What Does it Mean to ‘Short’ a Stock?
Shorting a stock is for an investor to hope the stock price goes down. The investor never physically owns the stock during the shorting process. (“Long investors” bet that prices will rise.)
Here’s a simplified example of how shorting works:
Say you think Company ABC is overpriced at $50 a share. You borrow 100 shares from your broker — paying interest on the loan — and sell them for $5,000. Time ticks on, and as you suspected, the stock price falls. At $40 a share, you buy 100 shares for $4,000 and return them to your broker. You walk away $1,000 richer, minus investing costs.

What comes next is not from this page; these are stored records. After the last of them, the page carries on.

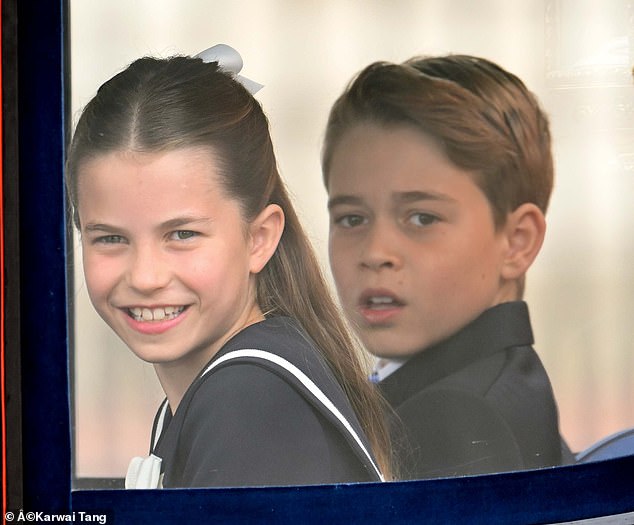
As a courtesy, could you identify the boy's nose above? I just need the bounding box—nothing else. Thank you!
[361,223,401,270]
[128,245,170,294]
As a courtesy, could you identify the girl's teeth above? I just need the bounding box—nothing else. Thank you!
[370,297,394,304]
[129,306,185,322]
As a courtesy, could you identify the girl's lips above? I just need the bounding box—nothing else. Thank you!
[123,306,187,335]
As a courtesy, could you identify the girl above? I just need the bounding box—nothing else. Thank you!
[67,45,388,487]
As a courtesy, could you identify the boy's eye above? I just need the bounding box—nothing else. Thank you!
[335,214,365,228]
[169,230,198,241]
[407,212,439,226]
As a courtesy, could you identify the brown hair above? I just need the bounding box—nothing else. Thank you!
[67,57,390,475]
[322,55,553,227]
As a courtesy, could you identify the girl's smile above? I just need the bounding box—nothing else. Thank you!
[78,148,263,402]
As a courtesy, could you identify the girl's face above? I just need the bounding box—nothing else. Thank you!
[78,148,263,375]
[328,125,515,357]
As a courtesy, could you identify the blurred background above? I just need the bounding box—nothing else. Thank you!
[70,0,634,477]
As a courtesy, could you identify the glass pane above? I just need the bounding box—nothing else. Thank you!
[71,0,634,486]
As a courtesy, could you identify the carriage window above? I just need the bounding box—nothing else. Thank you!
[70,0,634,488]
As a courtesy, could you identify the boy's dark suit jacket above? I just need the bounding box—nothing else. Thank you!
[379,302,562,479]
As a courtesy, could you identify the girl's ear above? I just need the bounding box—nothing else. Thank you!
[502,203,546,280]
[249,204,284,273]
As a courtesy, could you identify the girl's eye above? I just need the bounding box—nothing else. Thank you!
[407,212,440,226]
[169,230,198,241]
[92,235,126,244]
[335,214,365,228]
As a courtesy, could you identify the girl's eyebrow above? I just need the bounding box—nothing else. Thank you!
[83,223,118,232]
[83,216,212,232]
[161,216,213,230]
[328,195,363,210]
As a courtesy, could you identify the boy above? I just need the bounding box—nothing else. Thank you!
[322,55,569,479]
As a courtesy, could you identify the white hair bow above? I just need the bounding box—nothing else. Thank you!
[195,44,264,95]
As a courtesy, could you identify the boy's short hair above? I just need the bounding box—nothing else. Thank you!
[322,55,553,228]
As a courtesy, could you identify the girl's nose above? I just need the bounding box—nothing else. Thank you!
[128,244,171,294]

That’s a successful short. But what if the stock gains in popularity? Say the price rises to $60 a share, or $6,000 for those 100 shares you need to return. You’re out $1,000.
Shorting, in short, is a strange transaction. You’re selling something you don’t own. And the goal is to sell high and then buy low, says Ryan Bend, senior portfolio manager of the Federated Prudent Bear Fund (BEARX), as opposed to the common game plan of first buying low then selling high.